Determine whether or not you’ll need to buy bridging insurance for the period between one employer and the next.


Involve your Children

If you have children, moving can be additionally stressful, because they will face new schools and the challenge of making new friends. Don’t dismiss their concerns, but try to make the moving experience as positive as possible.

moving-with-kids


Involve them in the search for a new place to live – they’ll enjoy looking at photos online — and discuss how they might like to decorate their bedrooms. Engage them in research about their new city so they can think about things they might like to see and do once they arrive.

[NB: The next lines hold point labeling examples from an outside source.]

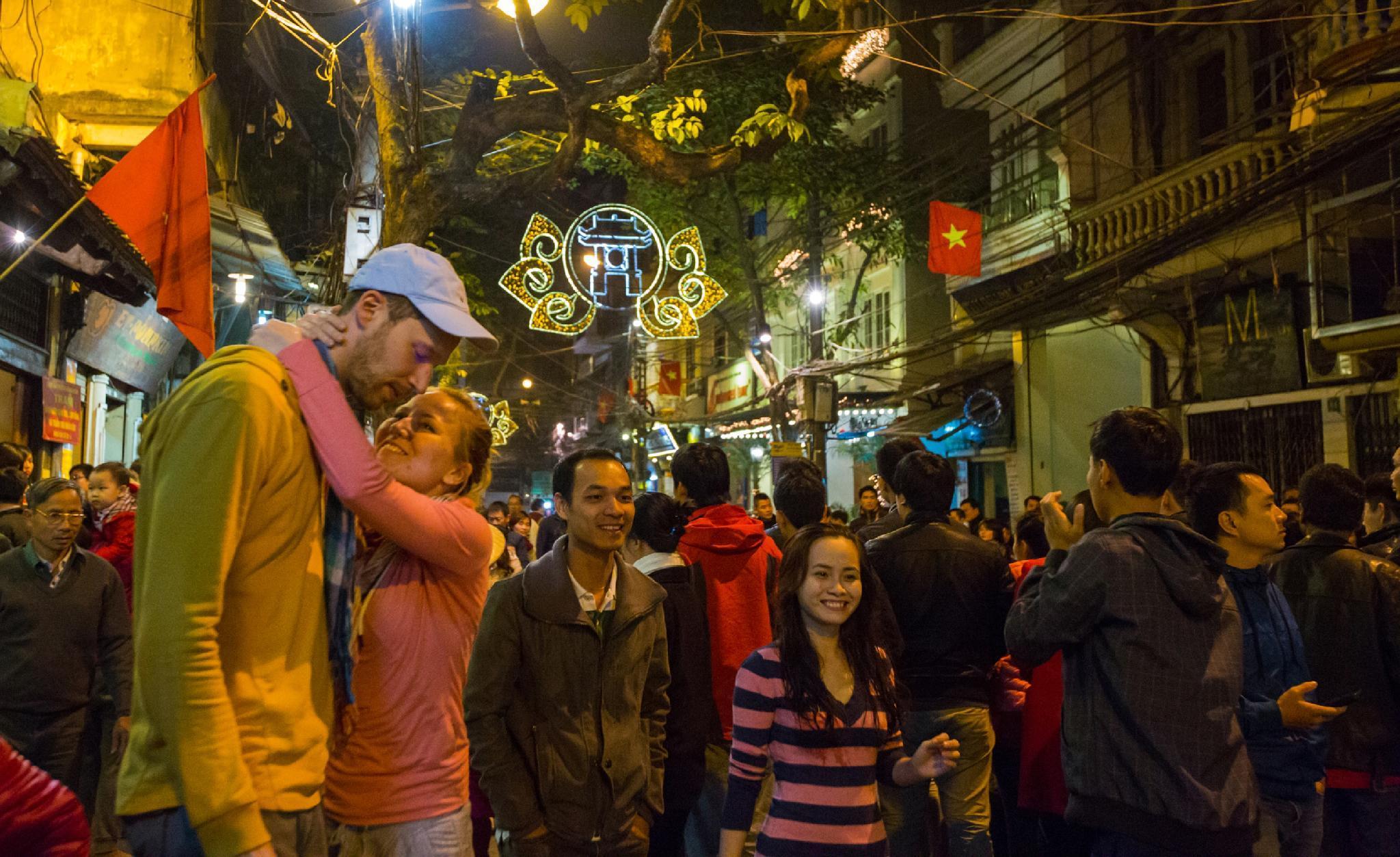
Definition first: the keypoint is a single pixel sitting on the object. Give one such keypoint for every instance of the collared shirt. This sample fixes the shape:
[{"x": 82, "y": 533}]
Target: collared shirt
[
  {"x": 52, "y": 572},
  {"x": 656, "y": 562},
  {"x": 601, "y": 616}
]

Host a going-away party so they can make saying goodbye to friends a positive experience.


Query your Friends and Colleagues

Undoubtedly, someone you know or one of their acquaintances has lived or worked in the city that will soon be your home. Arrange to chat with them in advance to get their insights into your new locale and to ask for advice. They will generally be happy to share the names of favourite restaurants, neighbourhoods that are dicey and any other practical information you request.

Once you’ve moved, don’t be shy about asking colleagues and neighbours for their advice and recommendations. They’ll know the best places to get fresh produce, the best ways to avoid heavy traffic and the coolest coffee shops. You can make a list or create a Google document and ask people to add to it.


Be a Tourist

tourist canadian city


Your move doesn’t automatically make you a local. Spend some time playing tourist in your new city. You can take a guided tour, try out various forms of public transportation and see the prominent local sites. You’ll begin feeling more comfortable while learning about your new home.


Get Involved

Being the newcomer means making a real effort to become part of life in your new city. If you have children, explore the library together and check out the extracurricular programs the community centres and schools have to offer.

Connect with friends of friends who have been recommended to you; you may hit it off, or they may lead you to others you’d like to know. Join a group or two and go regularly. It takes time to get to know people, but doing things together and seeing each other on a regular basis often leads to friendship.

Remember: it may not be easy to leave your comfortable life and familiar routines behind, but a world of new experiences awaits.